This family has both chloramphenicol which use is prohibited in food animal species because it causes idiosyncratic aplastic anemia. Florfenicol is a newer molecule that does not have this side effect but can cause bone marrow suppression if used for a longer period of time. Florfenicol is used in swine to control respiratory disorders as second-line antibiotics.
Useful molecules to know in swine medicine:
- Chloramphenicol → Prohibited to use in food animal species!!
Mechanism of Action
Amphenicols bind to the 50S subunit of the ribosome and stop the addition of new amino-acids, inhibiting protein synthesis.
Check your learning: Amphenicols and Mechanism of Action
Amphenicols are broad spectrum and are efficient against aerobic and anaerobic Gram + and Gram – bacteria. They can also be used to treat Mycoplasma spp. infections.
Florfenicol has a good per os bioavailability in swine.

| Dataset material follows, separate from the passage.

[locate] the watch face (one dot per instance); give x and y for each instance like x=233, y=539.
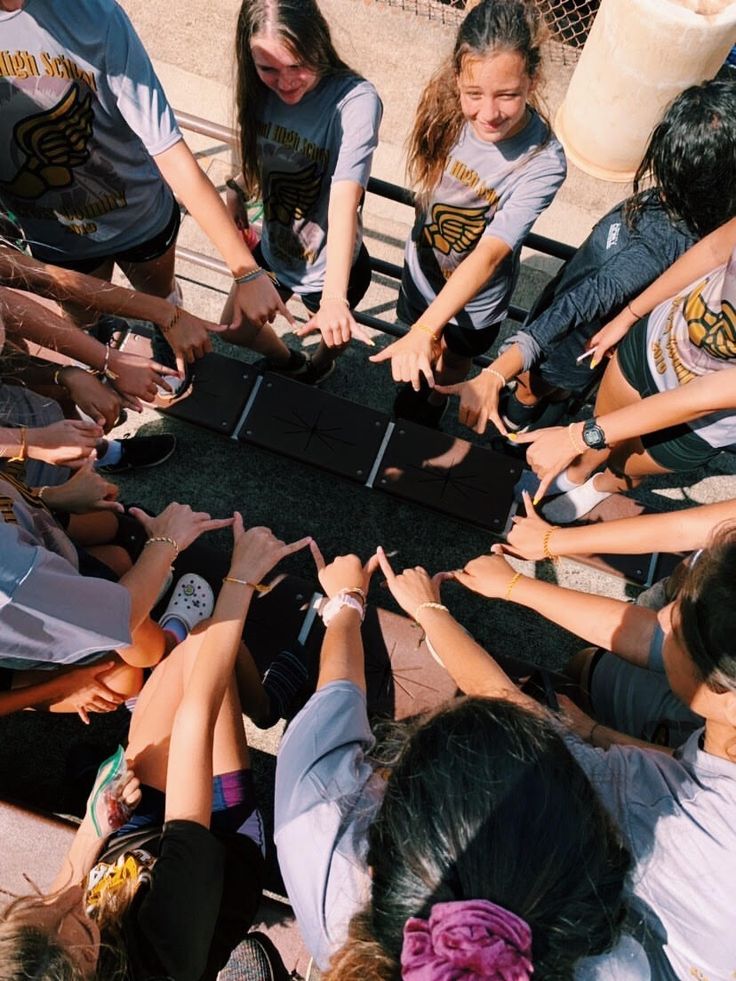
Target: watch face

Amphenicols are lipid soluble and are neutral molecules which means that they have a good volume distribution. The antimicrobial tissue concentration is similar to plasma concentration. Additionally, they can access parts of the body that can be difficult to reach such as cerebro-spinal or synovial fluids.

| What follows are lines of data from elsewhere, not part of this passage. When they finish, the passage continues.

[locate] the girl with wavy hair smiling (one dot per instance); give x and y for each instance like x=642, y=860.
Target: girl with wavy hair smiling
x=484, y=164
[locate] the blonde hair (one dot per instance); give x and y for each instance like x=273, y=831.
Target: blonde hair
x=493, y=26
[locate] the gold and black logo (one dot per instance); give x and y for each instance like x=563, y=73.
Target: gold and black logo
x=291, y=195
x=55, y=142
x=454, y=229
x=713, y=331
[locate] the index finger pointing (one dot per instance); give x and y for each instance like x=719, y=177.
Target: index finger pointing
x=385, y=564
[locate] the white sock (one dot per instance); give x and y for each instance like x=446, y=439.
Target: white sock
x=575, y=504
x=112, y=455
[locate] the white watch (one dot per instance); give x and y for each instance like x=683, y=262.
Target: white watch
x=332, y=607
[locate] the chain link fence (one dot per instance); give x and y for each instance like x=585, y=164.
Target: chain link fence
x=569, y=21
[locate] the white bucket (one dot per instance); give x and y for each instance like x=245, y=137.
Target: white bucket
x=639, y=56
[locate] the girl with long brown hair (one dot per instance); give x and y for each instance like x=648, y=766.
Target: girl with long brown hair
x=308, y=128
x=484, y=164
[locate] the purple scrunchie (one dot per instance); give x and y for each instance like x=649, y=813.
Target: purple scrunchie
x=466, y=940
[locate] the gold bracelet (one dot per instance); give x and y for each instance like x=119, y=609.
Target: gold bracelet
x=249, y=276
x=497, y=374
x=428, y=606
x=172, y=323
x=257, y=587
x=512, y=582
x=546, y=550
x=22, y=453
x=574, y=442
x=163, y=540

50% of florfenicol is excreted unchanged in the urine. Phase I and Phase II metabolism occur in the liver, resulting in the creation of more water-soluble molecules that are excreted in the urine.
Reversible bone marrow suppression may happen if florfenicol is administered for a prolonged period of time. Stopping the treatment will usually reverse the effect. Perianal inflammation that can evolve into a rectal prolapse has been observed in swine. This effect also subsides when the treatment is stopped.
There are fewer resistances against florfenicol than there are against chloramphenicol but some Gram – bacteria have been found to carry plasmids with resistant genes.
The binding site of amphenicols on the ribosomal 50S subunit is located close to the binding site for other antimicrobials such as macrolides and lincosamides. Therefore, molecules from these antimicrobial families should not be given at the same time.
The elevated cost of florfenicol, associated with some of the side effects such as rectal prolapse, has limited its use to the second-line treatment of swine infections despite its broad spectrum and good distribution.